Building a hot-swap split keyboard was a pleasant evening of soldering, but the real project turned out to be the QMK firmware and a layer layout I could actually remember.

Soldering electronics on a bench

I finally built the split keyboard I'd been threatening to build for about two years. The physical part was a thoroughly enjoyable evening with a soldering iron: solder the hot-swap sockets, the diodes, the controllers, the TRRS jacks, click the switches in, screw the plates together. Methodical, faintly meditative, and forgiving because the sockets mean you can change switches later without going back near the iron.

A circuit board close-up

I'll save you the suspense: the soldering was the easy half. The actual project was the firmware. This board runs QMK, which is the open-source firmware that a huge proportion of the custom keyboard world is built on, and QMK is wonderful and slightly overwhelming in equal measure. The whole layout lives in a C source file, the keymap.c, and you compile it and flash it like any other embedded firmware.
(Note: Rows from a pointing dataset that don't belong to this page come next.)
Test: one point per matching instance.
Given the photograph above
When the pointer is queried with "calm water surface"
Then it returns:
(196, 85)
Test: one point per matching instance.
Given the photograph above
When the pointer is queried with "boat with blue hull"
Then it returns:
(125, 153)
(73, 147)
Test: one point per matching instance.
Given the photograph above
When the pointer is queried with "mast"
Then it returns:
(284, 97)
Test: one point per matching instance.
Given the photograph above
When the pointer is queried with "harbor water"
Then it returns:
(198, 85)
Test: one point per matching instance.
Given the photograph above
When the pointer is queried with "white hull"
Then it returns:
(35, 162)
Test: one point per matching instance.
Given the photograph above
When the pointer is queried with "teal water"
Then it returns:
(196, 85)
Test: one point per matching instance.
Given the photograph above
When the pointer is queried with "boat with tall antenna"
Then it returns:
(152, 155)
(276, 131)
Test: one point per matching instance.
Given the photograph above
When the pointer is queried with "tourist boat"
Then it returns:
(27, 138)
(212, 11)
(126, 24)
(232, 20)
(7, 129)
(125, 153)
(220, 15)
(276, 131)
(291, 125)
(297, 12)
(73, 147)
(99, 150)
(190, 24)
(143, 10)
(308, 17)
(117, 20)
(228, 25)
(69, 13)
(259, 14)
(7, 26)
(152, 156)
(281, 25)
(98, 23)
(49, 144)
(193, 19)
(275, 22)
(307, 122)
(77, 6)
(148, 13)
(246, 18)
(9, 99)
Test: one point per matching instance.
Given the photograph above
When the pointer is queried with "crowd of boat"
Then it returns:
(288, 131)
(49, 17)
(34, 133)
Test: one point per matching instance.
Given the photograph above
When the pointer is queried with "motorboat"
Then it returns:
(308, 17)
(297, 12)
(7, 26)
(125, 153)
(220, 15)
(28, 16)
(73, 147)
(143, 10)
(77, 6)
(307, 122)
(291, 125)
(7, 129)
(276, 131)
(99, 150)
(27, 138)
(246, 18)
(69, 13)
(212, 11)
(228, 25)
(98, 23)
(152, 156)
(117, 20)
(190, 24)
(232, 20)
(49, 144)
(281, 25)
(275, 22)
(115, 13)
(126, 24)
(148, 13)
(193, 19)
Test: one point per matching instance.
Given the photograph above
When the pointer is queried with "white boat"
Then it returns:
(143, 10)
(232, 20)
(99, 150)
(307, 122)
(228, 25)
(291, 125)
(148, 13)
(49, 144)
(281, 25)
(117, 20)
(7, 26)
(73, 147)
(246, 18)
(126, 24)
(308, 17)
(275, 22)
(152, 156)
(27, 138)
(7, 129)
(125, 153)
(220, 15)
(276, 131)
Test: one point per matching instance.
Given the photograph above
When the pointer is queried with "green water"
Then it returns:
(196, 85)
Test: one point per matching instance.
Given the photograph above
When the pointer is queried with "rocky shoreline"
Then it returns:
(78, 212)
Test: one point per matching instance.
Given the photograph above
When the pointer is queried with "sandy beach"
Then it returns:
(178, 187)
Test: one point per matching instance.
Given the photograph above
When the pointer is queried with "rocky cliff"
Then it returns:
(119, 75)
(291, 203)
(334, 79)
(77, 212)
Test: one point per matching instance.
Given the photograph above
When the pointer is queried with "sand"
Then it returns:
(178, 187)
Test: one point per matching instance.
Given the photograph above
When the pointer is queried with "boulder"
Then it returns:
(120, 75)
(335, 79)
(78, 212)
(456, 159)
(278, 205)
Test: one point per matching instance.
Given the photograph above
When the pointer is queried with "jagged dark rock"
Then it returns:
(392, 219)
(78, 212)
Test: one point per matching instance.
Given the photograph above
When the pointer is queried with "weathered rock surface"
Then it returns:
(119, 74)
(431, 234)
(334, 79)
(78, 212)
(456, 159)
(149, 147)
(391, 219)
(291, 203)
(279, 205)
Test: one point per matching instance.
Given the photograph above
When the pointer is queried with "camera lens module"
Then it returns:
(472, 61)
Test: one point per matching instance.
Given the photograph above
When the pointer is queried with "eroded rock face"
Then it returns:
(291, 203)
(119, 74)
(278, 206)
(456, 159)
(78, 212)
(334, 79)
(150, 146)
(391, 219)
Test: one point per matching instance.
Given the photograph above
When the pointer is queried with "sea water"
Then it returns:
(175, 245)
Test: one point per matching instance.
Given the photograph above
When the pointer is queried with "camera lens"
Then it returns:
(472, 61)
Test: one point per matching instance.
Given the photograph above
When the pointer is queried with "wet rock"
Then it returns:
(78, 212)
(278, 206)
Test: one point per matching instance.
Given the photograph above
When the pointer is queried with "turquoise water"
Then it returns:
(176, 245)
The thing nobody quite prepares you for with a 36-key split is that you have given away a lot of keys, on purpose, and you have to get them back through layers. A base layer for letters. A layer for symbols, reached by holding a thumb key. A layer for numbers and navigation. The cleverness that makes it bearable is home-row mods, where holding a letter key acts as a modifier and tapping it types the letter, so Ctrl, Shift, Alt and Super live under your resting fingers.

#define LCTL_A LCTL_T(KC_A)
#define LSFT_S LSFT_T(KC_S)
#define LALT_D LALT_T(KC_D)
#define LGUI_F LGUI_T(KC_F)

That LSFT_T(KC_S) means "Shift when held, S when tapped", and once your fingers trust it you stop thinking about it entirely. Getting there took a couple of frustrating days. The tapping-term tuning matters a lot. Too short and a slightly slow keypress fires a modifier you didn't want, so you get random capital letters mid-word. Too long and quick chords feel sluggish. I ended up around 180ms with PERMISSIVE_HOLD turned on, which lets a clear chord resolve as a hold even before the timer expires.

For the first week my typing speed was frankly humiliating. Years of muscle memory, gone, replaced by hunting for keys on layers I kept forgetting I'd defined. I nearly went back to the old board twice. The thing that got me through was treating it like learning an instrument rather than buying a tool: ten minutes of deliberate practice a day, and not trying to do real work on it until the layout had bedded in.

It bedded in. I'm writing this on it. I'm not faster than I was on a normal board yet, and I might never be, but my hands move less and my wrists thank me, and there's a particular satisfaction in a keyboard whose entire behaviour is a text file I wrote and can change on a whim. The hardware is lovely. The firmware is the bit you'll still be tinkering with months later, which, if you're the sort of person who builds their own keyboard, is precisely the point.